Bellydance is probably the only dance form where the dancers are obsessed with choosing a "style" in their first few years of dancing. I mean, what other dance form do you know that implies that the dancer choose her one and only style by the time she's been dancing for two years? How many times have you heard a new dancer say, "Well, I only dance Egyptian style" or "I don't like cabaret style, so I'm a tribal style dancer"?

Here I make the trite and totally overused ballet vs. bellydance comparison. In this instance, it works.

When you take your first ballet class, you probably aren't taking that class for a particular style of ballet. Every beginning ballet dancer does work at the barre, learns the basic five positions, practices her plie, releve, tendu, and degage. She aims to perfect the basic movements as much as she can. Her instructor isn't pressuring her to dance in a particular style; she's probably pressuring her to be more flexible or keep her back long.

When you take your first ballet class, you don't say, "I only want to dance in The Nutcracker." You don't spend your entire time practicing your movements just to be able to dance in The Nutcracker. You work on your movements so that you can perform any ballet, regardless of composer, era, or style.

In any other dance form, dancers learn technique first. Then they learn choreographies that apply the technique. They continue to work on their technique. They might dance with a company and perform solos with that company. They continue to work on their technique as they learn more choreographies to various styles of music, learning the nuances of dancing to different pieces. Then, maybe, after 15-20 years, does that dance start to really develop her personal style.

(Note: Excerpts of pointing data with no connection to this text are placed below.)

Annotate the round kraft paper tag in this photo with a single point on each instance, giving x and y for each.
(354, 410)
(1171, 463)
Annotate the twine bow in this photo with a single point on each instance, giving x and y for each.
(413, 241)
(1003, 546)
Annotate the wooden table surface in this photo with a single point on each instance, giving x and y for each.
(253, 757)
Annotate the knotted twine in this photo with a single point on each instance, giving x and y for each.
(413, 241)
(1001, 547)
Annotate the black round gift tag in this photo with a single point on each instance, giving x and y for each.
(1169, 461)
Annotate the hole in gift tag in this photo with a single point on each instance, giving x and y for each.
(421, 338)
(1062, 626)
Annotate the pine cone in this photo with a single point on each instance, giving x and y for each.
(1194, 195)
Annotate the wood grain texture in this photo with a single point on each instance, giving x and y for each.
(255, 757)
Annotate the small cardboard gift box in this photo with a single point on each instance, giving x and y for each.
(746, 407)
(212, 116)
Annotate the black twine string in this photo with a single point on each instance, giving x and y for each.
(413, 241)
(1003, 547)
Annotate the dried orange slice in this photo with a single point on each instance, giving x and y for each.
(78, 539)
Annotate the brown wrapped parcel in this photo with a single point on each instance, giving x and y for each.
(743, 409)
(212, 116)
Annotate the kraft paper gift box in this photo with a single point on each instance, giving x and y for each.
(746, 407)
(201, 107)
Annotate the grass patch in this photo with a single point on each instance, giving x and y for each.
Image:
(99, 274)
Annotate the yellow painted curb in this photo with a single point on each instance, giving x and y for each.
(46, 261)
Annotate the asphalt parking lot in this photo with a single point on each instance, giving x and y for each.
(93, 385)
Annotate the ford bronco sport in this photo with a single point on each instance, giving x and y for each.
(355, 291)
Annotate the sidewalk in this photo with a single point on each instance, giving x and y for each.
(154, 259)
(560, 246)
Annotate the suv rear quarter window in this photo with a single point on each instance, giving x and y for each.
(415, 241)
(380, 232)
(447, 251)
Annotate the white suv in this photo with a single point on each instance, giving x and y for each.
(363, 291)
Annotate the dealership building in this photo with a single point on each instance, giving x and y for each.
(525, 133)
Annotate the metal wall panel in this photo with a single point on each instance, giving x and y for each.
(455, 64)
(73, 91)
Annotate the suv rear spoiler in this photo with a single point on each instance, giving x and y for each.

Somehow, this approach doesn't apply to bellydance.

Why not?

Why are we bellydancers feeling so pressured to choose a style even before we know how to dance? Why do we succumb to this pressure? Why do dancers who choose a particular style sometimes denigrate styles that are not the one she has chosen? What is it about style that has become so important to us that we feel like we need to choose just one style and stick with it?
Why don't dancers try more styles of bellydance before deciding that she's "tribal" or "cabaret" or "folkloric" or "Turkish" or "Egyptian"? Don't these categories just continue to separate the "fusionists" from the "traditionalists" and widen the divide between them?

And aren't the greatest dancers out there the ones who are masters of their dance, regardless of style?

I don't have answers to these questions. Maybe you do.